25. Jupiter et le Soleil
Jupiter
La belle équipée, ô le plus mauvais des Titans ! Tu as tout détruit sur la terre, en confiant ton char à un jeune fou, qui en a brûlé une partie en s'approchant trop du sol, et qui a gelé l'autre en éloignant trop le feu ; enfin , il n'y a rien qu'il n'ait bouleversé, confondu : si je ne m'en fusse aperçu et ne l'eusse foudroyé, il ne resterait pas un morceau d'homme : le beau cocher, le beau conducteur de chars que tu nous as envoyé !
Le Soleil
J'ai eu tort, Jupiter ; mais excuse-moi d'avoir cédé aux instances redoublées d'un fils. Pouvais-je prévoir qu'il en résulterait un si grand désastre ?
Jupiter
Eh ! ne savais-tu pas combien cet emploi exige d'adresse ; que, pour peu qu'on s'écarte de la route, tout est perdu ? Ne connaissais-tu pas la fougue de tes chevaux, auxquels il faut toujours tenir la bride serrée ? Si on la leur rend, ils se dérobent aussitôt ; et c'est ainsi qu'ils ont emporté ce malheureux conducteur, tantôt à gauche, tantôt à droite, tantôt en sens inverse de la route, en haut, en bas, partout où il leur prenait fantaisie, sans qu'il ait su que faire à tes chevaux.
Le Soleil
Je savais tout cela ; et c'est ce qui m'a fait résister longtemps à mon fils et lui refuser la conduite de mes chevaux : mais enfin, cédant à ses supplications, à ses larmes et à celles de Clymène, sa mère, je l'installai sur le char, en lui indiquant comment il devait se tenir ferme, jusqu'à quel point il fallait lâcher les rênes pour s'élever, et les ramener pour descendre, comment enfin il pourrait toujours être maître des guides et régler l'ardeur de ses coursiers : je lui dis à quel danger il s'exposait, s'il ne suivait pas la ligne droite.
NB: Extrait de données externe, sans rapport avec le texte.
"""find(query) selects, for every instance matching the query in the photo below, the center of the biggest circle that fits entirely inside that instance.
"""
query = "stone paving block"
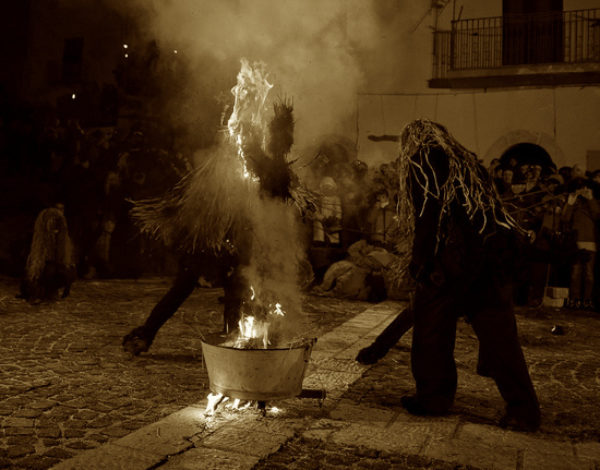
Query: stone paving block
(214, 459)
(365, 322)
(350, 353)
(379, 438)
(322, 429)
(338, 365)
(110, 457)
(349, 411)
(534, 459)
(330, 381)
(538, 443)
(588, 450)
(239, 439)
(335, 343)
(167, 436)
(463, 449)
(274, 424)
(18, 422)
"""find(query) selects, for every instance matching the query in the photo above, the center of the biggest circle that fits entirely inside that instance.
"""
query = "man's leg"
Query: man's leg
(432, 355)
(496, 328)
(139, 339)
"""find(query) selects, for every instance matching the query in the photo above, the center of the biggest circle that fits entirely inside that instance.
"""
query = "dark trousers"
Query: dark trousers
(489, 309)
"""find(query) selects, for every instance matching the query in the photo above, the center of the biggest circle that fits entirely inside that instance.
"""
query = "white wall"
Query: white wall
(564, 121)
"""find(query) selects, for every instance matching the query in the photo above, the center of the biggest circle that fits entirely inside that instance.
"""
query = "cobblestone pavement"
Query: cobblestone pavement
(565, 370)
(66, 386)
(362, 425)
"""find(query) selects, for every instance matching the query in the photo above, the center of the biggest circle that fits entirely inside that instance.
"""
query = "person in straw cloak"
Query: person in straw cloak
(464, 244)
(206, 217)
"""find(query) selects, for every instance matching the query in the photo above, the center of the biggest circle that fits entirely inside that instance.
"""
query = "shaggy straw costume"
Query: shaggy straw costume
(205, 217)
(463, 242)
(50, 265)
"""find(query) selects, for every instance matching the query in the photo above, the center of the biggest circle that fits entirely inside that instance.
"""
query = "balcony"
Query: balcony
(548, 49)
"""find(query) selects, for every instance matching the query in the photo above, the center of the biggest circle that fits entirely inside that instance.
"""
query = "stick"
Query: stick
(388, 338)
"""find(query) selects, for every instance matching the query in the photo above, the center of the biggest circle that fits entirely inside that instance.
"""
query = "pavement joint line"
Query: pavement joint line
(376, 316)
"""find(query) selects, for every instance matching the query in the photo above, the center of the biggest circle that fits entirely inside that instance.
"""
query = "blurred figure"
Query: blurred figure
(382, 220)
(50, 265)
(328, 219)
(581, 214)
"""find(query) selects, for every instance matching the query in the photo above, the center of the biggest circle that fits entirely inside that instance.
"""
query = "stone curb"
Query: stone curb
(188, 439)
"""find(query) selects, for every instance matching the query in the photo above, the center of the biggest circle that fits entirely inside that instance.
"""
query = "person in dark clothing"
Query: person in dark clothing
(463, 246)
(50, 266)
(207, 215)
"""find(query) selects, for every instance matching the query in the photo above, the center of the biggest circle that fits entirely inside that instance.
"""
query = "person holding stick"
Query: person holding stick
(464, 244)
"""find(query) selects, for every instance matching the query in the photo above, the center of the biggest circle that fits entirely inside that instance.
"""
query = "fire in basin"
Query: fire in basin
(264, 358)
(256, 374)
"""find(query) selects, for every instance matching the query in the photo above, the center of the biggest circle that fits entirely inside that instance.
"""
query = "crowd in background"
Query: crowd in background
(47, 159)
(94, 173)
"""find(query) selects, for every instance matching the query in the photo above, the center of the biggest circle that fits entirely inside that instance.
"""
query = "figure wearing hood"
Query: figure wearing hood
(463, 241)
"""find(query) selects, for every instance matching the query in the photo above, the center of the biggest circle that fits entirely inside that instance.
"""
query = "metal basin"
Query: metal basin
(255, 374)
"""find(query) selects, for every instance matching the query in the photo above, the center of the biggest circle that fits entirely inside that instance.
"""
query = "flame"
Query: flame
(255, 326)
(250, 94)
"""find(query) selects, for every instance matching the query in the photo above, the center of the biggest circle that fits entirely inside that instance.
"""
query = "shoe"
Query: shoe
(519, 421)
(414, 407)
(136, 341)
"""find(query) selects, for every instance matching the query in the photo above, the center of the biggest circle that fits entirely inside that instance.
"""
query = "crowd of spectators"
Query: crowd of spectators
(560, 210)
(94, 172)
Mais lorsque cet enfant, car c'en était un véritable, se vit debout au milieu d'un si grand feu, et plongea ses regards dans le gouffre béant, il fut saisi d'un effroi facile à concevoir ; les chevaux, sentant qu'ils n'avaient plus affaire à ma main, méprisèrent celle du jeune homme, se détournèrent de la route et causèrent tous ces malheurs. C'est alors que, craignant sans doute de tomber, il lâcha les rênes, pour se retenir aux bords du char : mais il porte maintenant la peine de sa témérité, et moi, Jupiter, j'éprouve une douleur qui doit te suffire.
Jupiter
Me suffire, dis-tu ? Après une telle audace ! Je veux bien, toutefois, t'accorder ton pardon ; mais si, dorénavant, tu te permets une pareille infraction, si tu envoies à ta place un conducteur de cette espèce, tu sauras aussitôt que le feu de mon tonnerre est plus brûlant que le tien. Cependant, que ses soeurs l'ensevelissent au bord de l'Eridan, à l'endroit où il est tombé de son char, qu'elles versent sur lui des larmes d'ambre, et qu'elles soient changées en peupliers en mémoire de cet événement. Pour toi, raccommode ton char, dont le timon et l'une des roues sont brisés, attelle tes chevaux, recommence ta carrière ; et surtout souviens-toi de toutes mes recommandations.